The ones that got away

9 min read

CAREERS

We often share stories of career success, but what about the defining moments that were missteps? Career development coach Alice Olins asked three high-profile women to share the opportunities that never came to fruition – and why they mattered

I’m going to take you back to the start of 2019. Specifically to a fancy cafe in west London, where, on a cold January morning, was meeting my then business partner. We’d planned for an easy, cappuccino-filled post-Christmas catch-up, but when I arrived, I knew something had shifted. As I pulled out my chair, my gut tightened and the truth came to pass: my business partner was done. She wanted to close the business and for me to follow her lead.

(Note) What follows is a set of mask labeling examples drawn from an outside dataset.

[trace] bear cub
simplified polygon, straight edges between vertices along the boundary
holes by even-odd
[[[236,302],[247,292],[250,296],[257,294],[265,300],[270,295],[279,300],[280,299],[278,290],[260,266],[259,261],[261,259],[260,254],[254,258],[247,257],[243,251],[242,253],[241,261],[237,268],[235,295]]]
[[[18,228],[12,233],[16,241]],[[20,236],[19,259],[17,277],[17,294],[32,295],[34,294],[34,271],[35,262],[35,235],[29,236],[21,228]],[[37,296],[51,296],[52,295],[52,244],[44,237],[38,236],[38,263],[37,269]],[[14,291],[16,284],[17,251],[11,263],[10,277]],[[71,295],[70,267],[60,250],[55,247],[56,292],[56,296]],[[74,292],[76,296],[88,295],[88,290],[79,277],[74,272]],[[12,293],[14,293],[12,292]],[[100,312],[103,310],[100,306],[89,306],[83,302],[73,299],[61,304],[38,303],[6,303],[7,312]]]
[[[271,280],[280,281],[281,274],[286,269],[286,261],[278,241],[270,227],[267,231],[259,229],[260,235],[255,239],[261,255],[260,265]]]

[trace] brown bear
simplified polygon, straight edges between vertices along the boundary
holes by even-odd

This crossroads was not in my plan.

I certainly wasn’t shutting up shop, so I needed to take a leap – to trust that things would work out while continuing to put one foot in front of the other. Like many defining junctions in our lives, path-altering career moments demand we carry on with our daily activities – a collision that can feel blinding and stressful, and that can prevent us from realising that we’re simultaneously banking a formative experience.

Recognising that grim career moments can often become golden learnings is the moral of this story. As Apple co-founder Steve Jobs put it: ‘You can’t connect the dots looking forward; you can only connect them looking backwards. So you have to trust that the dots will somehow connect in your future.’

I love how Jobs verifies trust. Trust in yourself – something we master with every stumble and rejection – is what gives us space to develop our instinct muscle. When we consolidate our learnings and build this instinct, it feeds resilience and allows more acceptance of the inevitable discomforts that are part of pushing for progress and success.

Like most people, I have avoided picking through my career downers; I still come out in metaphorical hives when I think about my 23-year-old self, who was pummelled with knockbacks. I began to question my abilities, swerved the truth with friends and often felt like a failure before I’d even begun. What I’ve come to realise through my work in women’s career development is that if we watercolour the junctions, stop-off points, failures and rejections alongside our professional peaks and wins, the picture of our career resembles brilliantly interconnected paintings of many strands and discoveries.

But to see the beauty in ‘what went wrong’, we need to do some sifting through. As a career coach, I regularly come across professional heavyweights who have pinballed around and would be the first to point out they’re now in careers completely removed from their expectations at the start. For them, the misses have given them freedom: the PhD rejection became a blessing; the turned-down promotion led to a more expansive role.